I don't feel pregnant. My only symptom to speak of is being really tired all the time. Other than that 95% of the time I feel completely normal. I've had very little cramping or ute discomfort, which makes me think that my ute is not growing. My breasts are not tender. I am bloated a bit, but it also might be the pound and a half of chocolate chips I've eaten the past week. I know symptoms =/= healthy baby but.... I had very little symptoms with my first two pregnancies and they didn't end well. I had a ton of symptoms from early on with Lexi's pregnancy.

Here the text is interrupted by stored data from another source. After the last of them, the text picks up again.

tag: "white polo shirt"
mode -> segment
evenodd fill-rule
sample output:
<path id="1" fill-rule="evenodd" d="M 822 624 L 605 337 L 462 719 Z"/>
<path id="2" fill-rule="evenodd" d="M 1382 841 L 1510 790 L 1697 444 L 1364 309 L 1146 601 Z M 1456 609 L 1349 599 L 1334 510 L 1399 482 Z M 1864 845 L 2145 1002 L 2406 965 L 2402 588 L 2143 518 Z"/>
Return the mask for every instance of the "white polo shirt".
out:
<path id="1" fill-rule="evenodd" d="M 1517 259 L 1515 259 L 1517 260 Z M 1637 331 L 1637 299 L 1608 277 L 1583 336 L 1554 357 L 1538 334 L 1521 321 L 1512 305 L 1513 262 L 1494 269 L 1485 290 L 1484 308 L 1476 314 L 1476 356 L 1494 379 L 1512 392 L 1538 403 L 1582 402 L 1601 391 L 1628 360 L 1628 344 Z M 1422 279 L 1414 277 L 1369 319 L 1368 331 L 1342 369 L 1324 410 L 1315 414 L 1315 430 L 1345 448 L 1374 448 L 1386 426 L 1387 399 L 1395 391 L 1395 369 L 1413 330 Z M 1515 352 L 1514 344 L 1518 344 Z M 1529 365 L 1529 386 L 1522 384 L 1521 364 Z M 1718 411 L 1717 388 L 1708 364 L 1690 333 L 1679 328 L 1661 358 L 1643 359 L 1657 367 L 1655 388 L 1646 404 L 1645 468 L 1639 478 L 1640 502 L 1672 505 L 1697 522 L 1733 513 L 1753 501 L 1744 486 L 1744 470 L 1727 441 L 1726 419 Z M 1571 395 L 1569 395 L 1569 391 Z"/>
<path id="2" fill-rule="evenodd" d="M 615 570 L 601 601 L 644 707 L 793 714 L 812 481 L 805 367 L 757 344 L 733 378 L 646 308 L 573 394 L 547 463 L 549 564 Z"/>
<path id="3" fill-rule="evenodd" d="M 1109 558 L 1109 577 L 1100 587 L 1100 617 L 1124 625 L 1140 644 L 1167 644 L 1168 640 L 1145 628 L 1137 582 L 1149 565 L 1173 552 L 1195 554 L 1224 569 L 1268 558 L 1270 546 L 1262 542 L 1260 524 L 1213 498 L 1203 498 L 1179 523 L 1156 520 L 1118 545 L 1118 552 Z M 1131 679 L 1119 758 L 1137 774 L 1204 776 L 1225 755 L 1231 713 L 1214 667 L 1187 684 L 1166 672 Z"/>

The first week I was just blissfully pregnant! Just happy to have that BFP! I've been so excited to think about the future, about what the summer and fall will bring, moving Lexi to a big girl bed, get new LO's room ready, pinning a ton of ideas on Pintrest. I kept telling myself, no matter how long or short of time I have with this LO, I want to enjoy this pregnancy. My betas came back well. 26 at 12dpo and 454 at 19dpo, 40 hour doubling time. Not as good as Lexi's, but still well with in the normal range. All of my FRER were getting progressively darker. So far so good.
But now a week later, the doubt has started to set in. I don't feel pregnant. My first u/s is a week from today, and while I'm hoping for good news, I'm mentally preparing for bad. I want to meet this baby in January and I've been making so many plans in my head. I have a feeling they are all going to be crushed. I'm not this lucky.
I past my first loss milestone of 5w4d, which feels good. But with my second, had I not had an u/s I would have made it all the way to 14w before I started to MC. My body just didn't recognize the loss. A friend of mine IRL just went through her first MC. They were TTC for 17 months before she got her BFP, then a week later it was over. Two days later I got my BFP... She is the kindest, sweetest, most Godly, just best all around person I know. I know it doesn't work like that, but how on Earth would I deserve a baby over her? I feel guilty. I haven't even told her I'm pregnant yet because it happen so soon after her loss. We had been keeping up on each other TTC wise. If I am lucky enough to keep this baby, I don't know how I'm going to tell her. My EDD is a week after hers. With my second loss a friend of mine got pregnant at the same time, same EDDs even. It was so hard to watch her go though her pregnancy and get to experience all the things I should have been experiencing. I had to stop talking to her for a while because it was too painful. I never want to be the cause of that pain for someone else.
But for better or worse, I am on this journey. Only God knows what the outcome will be. I've been praying every night for our new LO. Praying that they grow healthy and strong, and that we get to meet them in January.